El ambiente, como dice Lolo, era perfecto. Luz agradable, ambiente cálido, gente nueva que se preocupó en conocer y caras conocidas que hace tiempo no veía, pero se dio cuenta de que "aún me recuerdan y me quieren bien".
Cuenta este artista de 91 años que esta muestra significa mucho para él, puesto que representa el giro que le dio a su línea artística. "Antes, me mataban las figuras humanas y los grupos folclóricos, pero ahora me atraen los abstractos utilizando juego de luces, colores y formas".
Aunque Silvera asegura que le encanta lo que está creando actualmente, no se llama a engaños, ya que está consciente de que al final el abstracto no transmite ningún mensaje; es plástico nada más. "Quien aprecie uno de mis cuadros se enamorará o no de lo que tiene al frente, un arte puro que no tiene mensajes ocultos".
Lolo señala que en estos momentos no tiene intenciones de cambiar su norte artístico, pero tampoco sabe si puede darse el caso. De lo que sí está seguro es que quiere morir con el pincel en la mano, y mientras lo decía, hacía la mímica como si estuviera frente a un lienzo y de repente su mano cayera sin soltar su arma de trabajo (pincel) y sus ojos se cerraran, mostrando un aire de paz.

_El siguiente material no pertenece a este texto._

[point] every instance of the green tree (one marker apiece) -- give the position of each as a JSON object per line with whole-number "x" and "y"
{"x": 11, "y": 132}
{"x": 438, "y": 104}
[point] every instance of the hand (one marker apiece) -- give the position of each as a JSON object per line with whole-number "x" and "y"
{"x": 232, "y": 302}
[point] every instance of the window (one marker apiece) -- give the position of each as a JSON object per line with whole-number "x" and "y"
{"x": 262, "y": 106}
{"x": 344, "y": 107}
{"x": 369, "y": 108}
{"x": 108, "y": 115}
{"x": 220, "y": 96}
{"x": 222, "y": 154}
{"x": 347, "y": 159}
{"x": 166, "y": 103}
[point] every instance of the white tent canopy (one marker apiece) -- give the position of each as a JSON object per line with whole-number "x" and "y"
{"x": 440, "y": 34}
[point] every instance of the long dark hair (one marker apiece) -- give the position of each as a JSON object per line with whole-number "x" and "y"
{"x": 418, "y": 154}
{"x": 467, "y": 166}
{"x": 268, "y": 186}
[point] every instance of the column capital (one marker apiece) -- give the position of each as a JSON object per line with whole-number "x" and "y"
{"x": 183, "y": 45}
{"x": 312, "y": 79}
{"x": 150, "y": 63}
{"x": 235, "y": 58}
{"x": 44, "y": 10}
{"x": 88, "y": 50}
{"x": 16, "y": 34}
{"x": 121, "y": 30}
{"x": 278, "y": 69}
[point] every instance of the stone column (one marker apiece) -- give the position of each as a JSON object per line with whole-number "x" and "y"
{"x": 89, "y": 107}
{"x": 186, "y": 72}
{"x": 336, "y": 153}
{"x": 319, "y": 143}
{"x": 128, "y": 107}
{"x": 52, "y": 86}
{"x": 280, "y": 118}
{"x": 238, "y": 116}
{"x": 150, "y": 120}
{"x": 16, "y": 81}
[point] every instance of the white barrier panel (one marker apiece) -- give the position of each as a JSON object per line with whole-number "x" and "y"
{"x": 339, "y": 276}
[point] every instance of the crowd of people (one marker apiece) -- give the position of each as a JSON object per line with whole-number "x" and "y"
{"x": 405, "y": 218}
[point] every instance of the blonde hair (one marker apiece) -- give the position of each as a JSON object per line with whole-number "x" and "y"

A Dios no le pide nada más, ya que todo se lo ha dado. En su vida, le ha permitido disfrutar de la mejor compañía que un hombre puede tener después del arte: la mujer. "Dos veces casado y dos veces unido. En cada una de ellas la experiencia fue enriquecedora".
SU LUGAR SAGRADO
A Lolo le encanta estar acompañado y disfrutar de interesantes conversaciones, pero hay un lugar al que no deja entrar a nadie, su estudio.
"Si alguien se me pone al lado cuando pinto me pongo nervioso, prefiero estar solo ya que el artista debe vivir el proceso de creación de forma personal, íntima. Imagínate qué tan estricto soy en eso, que no me gusta pintar al aire libre porque no haría nada, necesito estar dentro de una concha".
Lolo expresa que lo único que espera es que al morir, la gente los recuerde no solo por sus obras sino por sus vivencias, como cuando residía en Estados Unidos y el Gobierno no lo quiso enlistar en el Ejército, porque lo consideraba un comunista.